Drake nodded. “Cool.”
“Grey’s club is full of them so I usually calibrate my tools in Equinox when I need to get a reading.”
At the Ram’s head shake, Quinn finished up. “Look. All you need to know is that I have my computers rigged to tell me when some heavy shit’s going to go down. Or where it looks like some heavy shit’s going to go down.”
Kane added, “And what you’re saying is some serious electronic noise broke over Montana.”
Quinn smiled, pleased to see he might be getting through. “On several fronts. Security activity has gotten weird around her apartment building and around her office building. A ton of news stories all hit on her, taking her company public and also ending this weird pirate attack off the coast of Africa.”

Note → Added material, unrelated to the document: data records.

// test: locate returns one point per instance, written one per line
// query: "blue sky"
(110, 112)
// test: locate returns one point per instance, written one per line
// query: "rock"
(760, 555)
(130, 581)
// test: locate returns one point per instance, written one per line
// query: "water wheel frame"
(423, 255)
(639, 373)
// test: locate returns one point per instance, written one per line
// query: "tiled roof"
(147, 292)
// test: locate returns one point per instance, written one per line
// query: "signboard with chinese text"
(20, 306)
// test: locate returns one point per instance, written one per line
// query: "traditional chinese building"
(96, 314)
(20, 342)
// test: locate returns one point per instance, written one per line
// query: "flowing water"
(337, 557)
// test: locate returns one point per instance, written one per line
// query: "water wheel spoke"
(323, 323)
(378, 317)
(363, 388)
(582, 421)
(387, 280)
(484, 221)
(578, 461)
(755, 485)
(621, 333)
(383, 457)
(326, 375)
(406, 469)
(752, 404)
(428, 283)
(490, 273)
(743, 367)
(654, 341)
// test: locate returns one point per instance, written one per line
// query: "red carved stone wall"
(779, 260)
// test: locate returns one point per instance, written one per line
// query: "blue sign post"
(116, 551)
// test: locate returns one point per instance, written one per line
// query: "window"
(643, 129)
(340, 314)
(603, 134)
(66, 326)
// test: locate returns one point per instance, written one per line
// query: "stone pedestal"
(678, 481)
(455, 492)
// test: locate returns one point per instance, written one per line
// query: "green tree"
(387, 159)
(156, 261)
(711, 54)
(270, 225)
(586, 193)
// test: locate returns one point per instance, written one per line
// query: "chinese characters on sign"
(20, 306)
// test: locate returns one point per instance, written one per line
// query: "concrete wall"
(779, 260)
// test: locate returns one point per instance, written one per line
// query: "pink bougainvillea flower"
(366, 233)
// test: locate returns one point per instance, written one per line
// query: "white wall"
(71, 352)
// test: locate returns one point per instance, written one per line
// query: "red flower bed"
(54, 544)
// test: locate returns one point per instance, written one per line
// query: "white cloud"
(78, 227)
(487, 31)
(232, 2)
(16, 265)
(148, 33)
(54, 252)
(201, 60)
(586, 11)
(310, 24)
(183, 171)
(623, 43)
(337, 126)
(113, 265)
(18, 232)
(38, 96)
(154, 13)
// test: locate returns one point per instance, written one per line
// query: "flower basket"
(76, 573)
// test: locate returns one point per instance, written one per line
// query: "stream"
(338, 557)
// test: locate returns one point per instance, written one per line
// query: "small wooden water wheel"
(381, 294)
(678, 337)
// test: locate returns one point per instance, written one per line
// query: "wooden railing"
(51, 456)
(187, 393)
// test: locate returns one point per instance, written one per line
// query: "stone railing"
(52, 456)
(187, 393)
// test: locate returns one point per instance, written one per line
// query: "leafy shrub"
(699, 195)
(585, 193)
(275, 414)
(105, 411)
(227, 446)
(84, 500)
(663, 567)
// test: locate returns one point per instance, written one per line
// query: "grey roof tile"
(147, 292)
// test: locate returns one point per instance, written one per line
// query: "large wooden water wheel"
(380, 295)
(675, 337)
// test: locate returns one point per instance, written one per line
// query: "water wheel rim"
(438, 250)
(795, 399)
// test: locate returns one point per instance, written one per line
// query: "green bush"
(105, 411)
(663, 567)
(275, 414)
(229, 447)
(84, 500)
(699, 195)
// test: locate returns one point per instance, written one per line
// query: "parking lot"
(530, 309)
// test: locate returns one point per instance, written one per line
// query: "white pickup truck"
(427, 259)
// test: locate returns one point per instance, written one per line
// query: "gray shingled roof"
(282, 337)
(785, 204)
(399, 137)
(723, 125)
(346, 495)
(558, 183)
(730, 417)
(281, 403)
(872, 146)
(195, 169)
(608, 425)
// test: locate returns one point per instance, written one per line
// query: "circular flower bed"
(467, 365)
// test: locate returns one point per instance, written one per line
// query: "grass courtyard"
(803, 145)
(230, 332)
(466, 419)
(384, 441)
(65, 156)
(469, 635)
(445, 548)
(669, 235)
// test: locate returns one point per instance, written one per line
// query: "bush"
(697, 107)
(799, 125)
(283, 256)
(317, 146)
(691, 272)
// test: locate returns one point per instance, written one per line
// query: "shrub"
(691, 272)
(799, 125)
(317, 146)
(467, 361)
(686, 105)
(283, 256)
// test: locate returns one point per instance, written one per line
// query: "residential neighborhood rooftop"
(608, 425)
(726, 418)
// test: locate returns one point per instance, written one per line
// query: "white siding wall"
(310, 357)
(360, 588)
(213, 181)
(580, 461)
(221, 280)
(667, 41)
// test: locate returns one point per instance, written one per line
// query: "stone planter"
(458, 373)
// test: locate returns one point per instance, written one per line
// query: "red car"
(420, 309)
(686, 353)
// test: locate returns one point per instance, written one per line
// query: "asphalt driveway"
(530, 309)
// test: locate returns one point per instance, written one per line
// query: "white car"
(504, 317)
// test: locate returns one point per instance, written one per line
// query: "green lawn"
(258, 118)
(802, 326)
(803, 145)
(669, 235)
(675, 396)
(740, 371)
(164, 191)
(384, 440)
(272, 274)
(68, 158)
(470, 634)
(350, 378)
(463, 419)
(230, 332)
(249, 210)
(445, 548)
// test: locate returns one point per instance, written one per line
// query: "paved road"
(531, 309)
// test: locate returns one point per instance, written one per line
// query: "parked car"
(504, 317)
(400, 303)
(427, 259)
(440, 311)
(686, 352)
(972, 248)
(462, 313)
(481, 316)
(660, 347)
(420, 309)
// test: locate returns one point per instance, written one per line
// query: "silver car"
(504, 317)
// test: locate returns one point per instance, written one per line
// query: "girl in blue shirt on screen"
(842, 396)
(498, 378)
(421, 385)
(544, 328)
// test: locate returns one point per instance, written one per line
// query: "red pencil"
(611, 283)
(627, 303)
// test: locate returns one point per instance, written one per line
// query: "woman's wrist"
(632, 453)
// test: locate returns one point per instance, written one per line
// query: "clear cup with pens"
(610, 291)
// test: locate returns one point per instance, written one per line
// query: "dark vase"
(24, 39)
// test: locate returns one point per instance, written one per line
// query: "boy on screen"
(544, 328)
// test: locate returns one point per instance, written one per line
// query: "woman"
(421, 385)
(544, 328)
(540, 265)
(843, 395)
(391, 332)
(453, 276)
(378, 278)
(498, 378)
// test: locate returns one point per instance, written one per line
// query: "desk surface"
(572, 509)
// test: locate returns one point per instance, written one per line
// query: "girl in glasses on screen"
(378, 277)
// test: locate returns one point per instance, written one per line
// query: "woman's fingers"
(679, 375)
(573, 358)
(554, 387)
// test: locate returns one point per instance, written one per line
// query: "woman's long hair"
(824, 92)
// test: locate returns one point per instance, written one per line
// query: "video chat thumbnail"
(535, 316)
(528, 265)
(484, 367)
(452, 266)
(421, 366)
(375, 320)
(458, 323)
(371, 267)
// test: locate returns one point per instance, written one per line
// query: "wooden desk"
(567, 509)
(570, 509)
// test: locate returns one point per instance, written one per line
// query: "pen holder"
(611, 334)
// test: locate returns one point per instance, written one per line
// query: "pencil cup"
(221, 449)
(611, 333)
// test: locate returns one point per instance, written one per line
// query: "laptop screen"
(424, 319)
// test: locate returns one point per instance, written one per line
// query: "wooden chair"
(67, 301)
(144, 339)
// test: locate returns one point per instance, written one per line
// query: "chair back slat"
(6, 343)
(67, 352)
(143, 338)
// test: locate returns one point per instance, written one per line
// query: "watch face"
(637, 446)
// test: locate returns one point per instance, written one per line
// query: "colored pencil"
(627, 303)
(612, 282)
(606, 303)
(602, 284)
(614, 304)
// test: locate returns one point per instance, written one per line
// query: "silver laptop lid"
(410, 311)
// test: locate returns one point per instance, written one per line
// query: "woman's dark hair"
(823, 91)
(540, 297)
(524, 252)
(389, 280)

Kane whistled long and low, his MI6 training kicking into high gear. “She’s the one who did that? She’s the Grant Shipping heiress who’s now running the place?”
“Yep.”
“Oh, man, some serious shit is absolutely going down there,” Kane continued. “Grant Shipping’s been on MI6’s radar for years. No definitive proof, but they’re into all sorts of stuff. Her old man died about six months ago.”
Quinn held up a hand. “Your turn to streamline it. I know you love the James Bond routine, but give me the high points.”
“Grant Shipping runs weapons, smuggles diamonds and has even been known to deal in the slave trade. Despite all this oh-so-upstanding activity, their books are so squeaky clean they make a convent of nuns look dirty.”